The film doesn’t focus on any specific motorsport event, preferring to capture as many individual events and riders as possible. Brown takes us to the Six Day Trials in Spain, where we meet biking legend Malcolm Smith. We see ice racing in Russia, desert racing in Mexico. We even get profiles on the different “breeds” of racers. “Desert racers are good people” says Brown sagely, as we watch one dismount his bike and save a tortoise from certain doom on the track. We see unspeakable acts of endurance, such as Gary, who after a fall “Said he was alright. One hour later, he was taken to the hospital with a broken back.

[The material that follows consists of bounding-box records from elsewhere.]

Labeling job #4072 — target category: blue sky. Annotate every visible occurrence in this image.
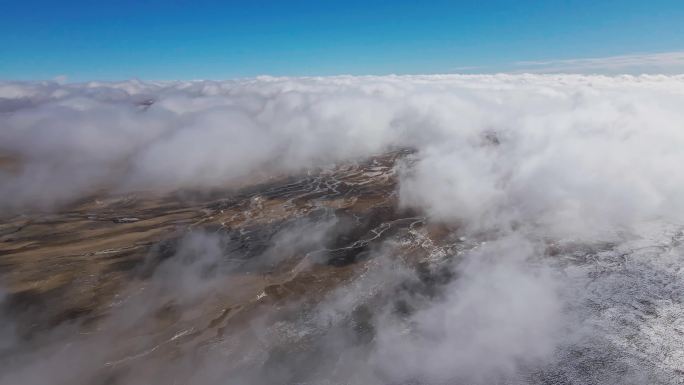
[0,0,684,81]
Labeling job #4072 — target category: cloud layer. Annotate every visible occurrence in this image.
[0,75,684,384]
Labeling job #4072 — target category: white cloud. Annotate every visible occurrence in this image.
[514,51,684,74]
[0,73,684,383]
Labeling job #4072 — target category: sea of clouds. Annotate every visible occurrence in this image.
[0,74,684,384]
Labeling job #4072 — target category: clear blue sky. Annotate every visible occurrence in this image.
[0,0,684,80]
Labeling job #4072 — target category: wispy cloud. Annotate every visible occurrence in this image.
[514,51,684,74]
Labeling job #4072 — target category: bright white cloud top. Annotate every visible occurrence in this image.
[0,75,684,384]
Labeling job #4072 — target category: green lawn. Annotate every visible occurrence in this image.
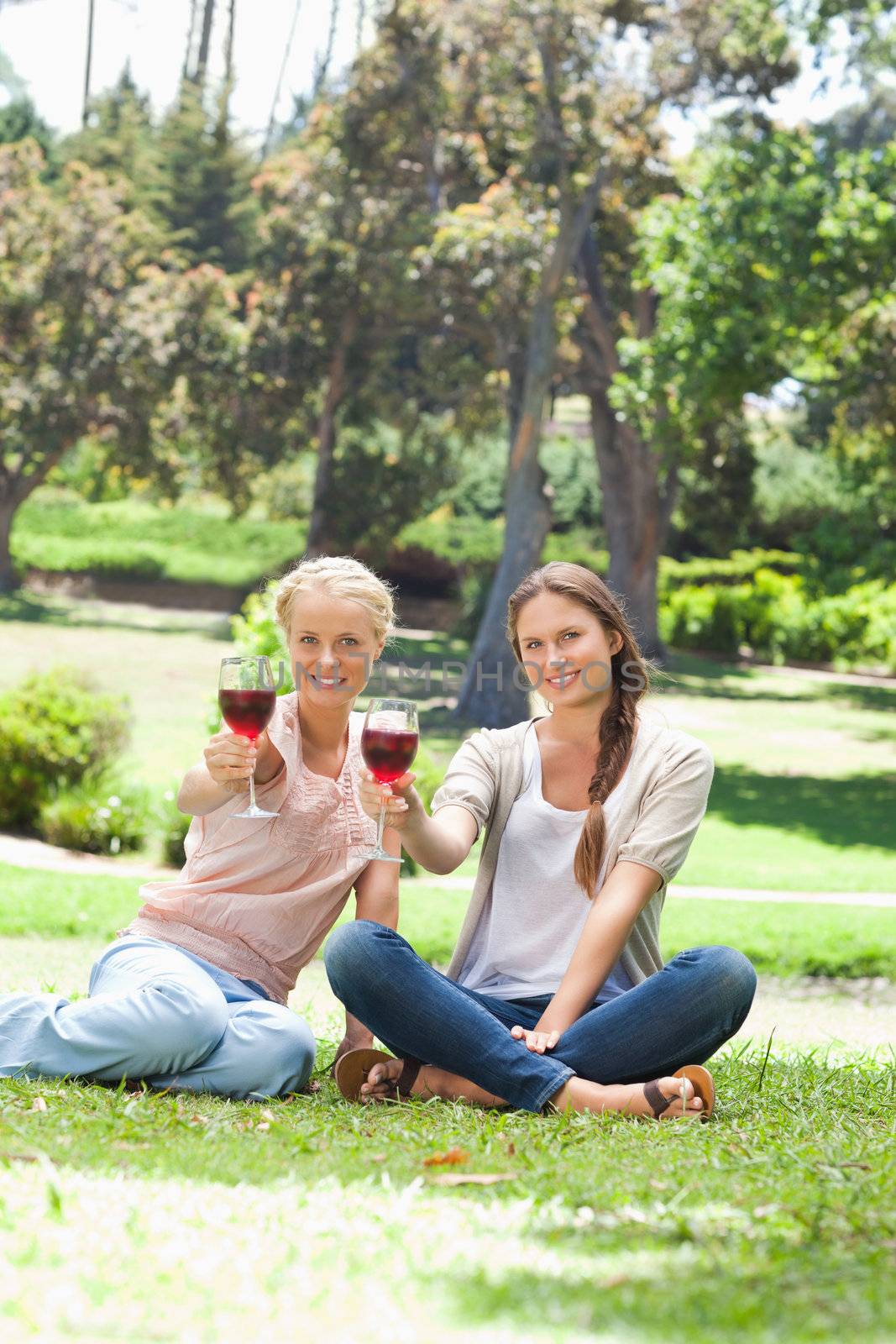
[11,488,307,587]
[0,596,896,892]
[0,1021,896,1344]
[0,864,896,992]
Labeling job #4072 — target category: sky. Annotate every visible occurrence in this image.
[0,0,371,134]
[0,0,858,153]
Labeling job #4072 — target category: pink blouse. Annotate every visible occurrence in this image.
[121,692,376,1003]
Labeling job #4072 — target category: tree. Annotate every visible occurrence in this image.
[262,0,302,159]
[250,4,469,553]
[58,66,164,218]
[157,82,255,274]
[192,0,215,92]
[81,0,96,126]
[0,98,55,156]
[0,141,239,589]
[609,118,896,585]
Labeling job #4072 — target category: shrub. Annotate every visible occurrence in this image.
[40,778,149,853]
[155,789,192,869]
[659,547,804,596]
[0,667,129,828]
[13,533,165,580]
[229,585,293,693]
[659,569,896,672]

He soaked the cast off in the bathtub, put on a brace instead, and within six weeks would race again.”
Unfortunately, Brown’s love of the sport means he is unable to resist the temptation of sticking in technical jargon and mechanical fun facts wherever he feels like he can get away with it. To the motorcycle fanatic, this will be a revelation. To everyone else, it’ll distract you from the otherwise fluid feel of the film. With such a niche sport, it’s difficult for Brown to retain the viewer’s attention for very long: who wants to see the underside of a tire? Perhaps in remedy to this, Brown cuts away to Fun Things whenever he senses our interest wavering. Wanna see some people comically falling off their bikes? You’ve got it. How about some shots of Steve McQueen being an absolute boss? Here you go.

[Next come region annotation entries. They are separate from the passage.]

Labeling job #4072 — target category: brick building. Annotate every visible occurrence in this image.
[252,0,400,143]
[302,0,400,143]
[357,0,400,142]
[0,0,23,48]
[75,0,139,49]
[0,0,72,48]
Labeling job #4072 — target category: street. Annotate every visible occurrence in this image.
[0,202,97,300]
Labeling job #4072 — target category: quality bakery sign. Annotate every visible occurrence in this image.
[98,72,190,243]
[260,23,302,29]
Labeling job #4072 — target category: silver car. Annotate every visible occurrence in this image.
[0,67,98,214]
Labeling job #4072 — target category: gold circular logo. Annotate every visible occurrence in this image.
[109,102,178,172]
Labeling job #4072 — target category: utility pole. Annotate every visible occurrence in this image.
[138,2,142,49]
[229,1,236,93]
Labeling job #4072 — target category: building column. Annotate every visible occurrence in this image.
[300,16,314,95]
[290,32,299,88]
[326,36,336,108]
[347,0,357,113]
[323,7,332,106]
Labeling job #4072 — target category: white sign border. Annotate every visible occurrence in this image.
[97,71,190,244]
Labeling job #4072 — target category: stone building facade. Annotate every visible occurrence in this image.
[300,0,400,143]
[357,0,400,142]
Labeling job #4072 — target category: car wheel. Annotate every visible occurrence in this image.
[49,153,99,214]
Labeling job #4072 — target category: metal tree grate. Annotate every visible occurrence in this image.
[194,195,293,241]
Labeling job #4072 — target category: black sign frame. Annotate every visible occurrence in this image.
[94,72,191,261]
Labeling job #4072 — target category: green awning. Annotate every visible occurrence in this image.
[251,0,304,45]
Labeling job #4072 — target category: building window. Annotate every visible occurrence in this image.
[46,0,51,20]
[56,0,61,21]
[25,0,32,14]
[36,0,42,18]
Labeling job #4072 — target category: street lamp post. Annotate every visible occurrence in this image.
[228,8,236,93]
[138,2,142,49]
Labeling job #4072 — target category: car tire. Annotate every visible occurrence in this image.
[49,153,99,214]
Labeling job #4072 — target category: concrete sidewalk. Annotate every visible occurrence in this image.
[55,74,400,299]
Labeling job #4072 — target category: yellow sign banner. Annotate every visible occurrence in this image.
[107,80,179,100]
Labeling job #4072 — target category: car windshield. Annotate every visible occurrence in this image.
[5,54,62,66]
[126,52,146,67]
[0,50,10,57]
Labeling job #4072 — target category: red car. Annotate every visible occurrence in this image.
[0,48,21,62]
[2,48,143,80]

To the director’s credit, McQueen’s involvement with the movie never feels tacky or like an obvious cash-cow. The DVD features an elegant tribute to his love of motorcycles, and his overall being a Darn Nice Guy. The montage may bring a tear to anyone that has fond memories of McQueen. It also might give you the urge to call your dad. It’s one of those things. The film does more than examine motorsport of the sixties and seventies; it almost gives you a microcosmic feel of the era as a whole. Between bloody noses and broken bones, we are reminded that many of the races ended in “a trophy, and the pride of knowing you did it.”
While the cinematography and musical score will appear far too dated for most, On Any Sunday deserves its spot in the documentary film hall of fame. It’s emotional, it’s involving, and made before documentaries had the same intellectual vogue they do now.